CRISTINA BERTOLINI
Cronaca

Luce sul Duomo. Un Dizionario per sfatare le false leggende

Presentato ieri l’ultimo studio dopo 30 anni . Un vocabolario con 250 lemmi e 380 immagini.

Luce sul Duomo. Un Dizionario per sfatare le false leggende

Luce sul Duomo. Un Dizionario per sfatare le false leggende

Il Duomo, la facciata, i suoi affreschi, il tesoro e poi la gerarchia ecclesiastica e i falsi miti. È tutto racchiuso nella pubblicazione “Le parole del Duomo. Dizionario“, un vero e proprio vocabolario con 250 lemmi e 380 immagini che compongono il volume, pubblicato per volere della Fondazione Gaiani, per ripercorrere la storia del Duomo dal VI secolo all’età contemporanea. È stato presentato ieri, alla Sala del Granaio in un incontro promosso dall’ordine dei Medici chirurghi e degli Odontoiatri della Provincia MB.

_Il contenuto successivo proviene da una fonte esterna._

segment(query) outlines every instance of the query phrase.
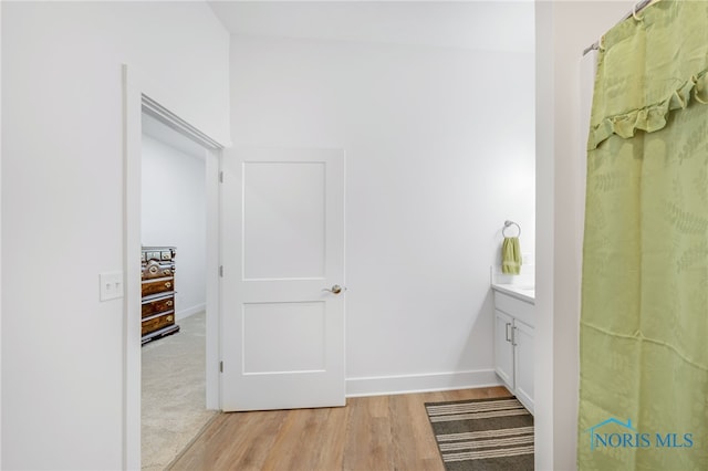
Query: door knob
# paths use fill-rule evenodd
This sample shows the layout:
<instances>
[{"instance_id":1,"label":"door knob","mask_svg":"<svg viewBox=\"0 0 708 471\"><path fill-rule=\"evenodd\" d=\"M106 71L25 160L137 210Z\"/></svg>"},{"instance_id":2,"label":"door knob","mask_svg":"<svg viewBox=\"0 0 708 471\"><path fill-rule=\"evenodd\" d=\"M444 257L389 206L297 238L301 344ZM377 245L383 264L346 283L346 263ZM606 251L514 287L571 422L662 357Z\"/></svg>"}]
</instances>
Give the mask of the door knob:
<instances>
[{"instance_id":1,"label":"door knob","mask_svg":"<svg viewBox=\"0 0 708 471\"><path fill-rule=\"evenodd\" d=\"M342 287L339 284L335 284L334 286L332 286L331 289L324 289L322 291L329 291L332 294L340 294L342 291L346 291L346 287Z\"/></svg>"}]
</instances>

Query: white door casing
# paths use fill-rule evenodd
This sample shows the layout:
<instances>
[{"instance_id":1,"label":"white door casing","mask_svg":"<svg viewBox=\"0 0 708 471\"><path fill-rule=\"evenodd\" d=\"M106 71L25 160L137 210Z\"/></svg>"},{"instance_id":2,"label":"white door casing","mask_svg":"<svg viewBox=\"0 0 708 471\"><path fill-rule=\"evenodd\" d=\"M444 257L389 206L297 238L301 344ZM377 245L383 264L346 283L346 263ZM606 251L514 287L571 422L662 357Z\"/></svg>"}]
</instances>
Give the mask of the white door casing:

In cattedra i direttori scientifici-curatori editoriali del progetto. Il professor Renato Mambretti dell’Università Cattolica di Milano, ha curato l’aspetto storico del Duomo e dei personaggi che lo abitavano: canonici presbiteri, diaconi, subdiaconi, decumani, custodi e arcipreti. Il dottor Giustino Pasciuti, già direttore della Biblioteca civica di Monza, si è occupato della Biblioteca capitolare e degli studiosi: Frisi, Burocco, Aguilhon, Varisco. Il professor Roberto Cassanelli, docente nella Scuola di specializzazione in beni storico-artistici dell’Università Cattolica, ha approfondito l’aspetto artistico. "Sono partito dai macro temi architettura, pittura, scultura e arti minori – racconta Cassanelli – costruendo una prima struttura di voci biografiche, all’interno delle quali ho approfondito i temi trasversali e così i miei colleghi. Da ormai 30 anni non esistevano opere complessive sulla storia del Duomo, secondo le più moderne richerche. Perciò abbiamo voluto fare il punto sulla storia critica, col supporto di oltre 40 specialisti". Il professor Cassanelli nel Dizionario si addentra in temi spinosi che hanno diviso i critici nei decenni: "La Corona Ferrea – sottolinea – è una corona votiva, quindi non fatta per essere indossata, di formato ridotto e il chiodo è un elemento di contenimento. La sacralità è stata abilmente costruita dai Visconti, per accreditarsi con l’imperatore Carlo lV, ricercatore devoto di reliquie della Croce, recuperando la tradizione imperiale del XII secolo e quella ambrosiana che parla dei chiodi della croce di Cristo". Allo stesso modo, la torre longobarda non è longobarda e non è una torre, ma il primo campanile del Duomo, di età carolingia, tra la cappella di Teodolinda e le sacrestie.

Curiosa anche l’origine delle 16 ampolle del tesoro, reliquie ambientali, recanti l’olio delle catacombe dei martiri di Roma e Gerusalemme. Argomenti sviluppati dalle ricerche dagli anni ‘90 ad oggi, che già fanno discutere.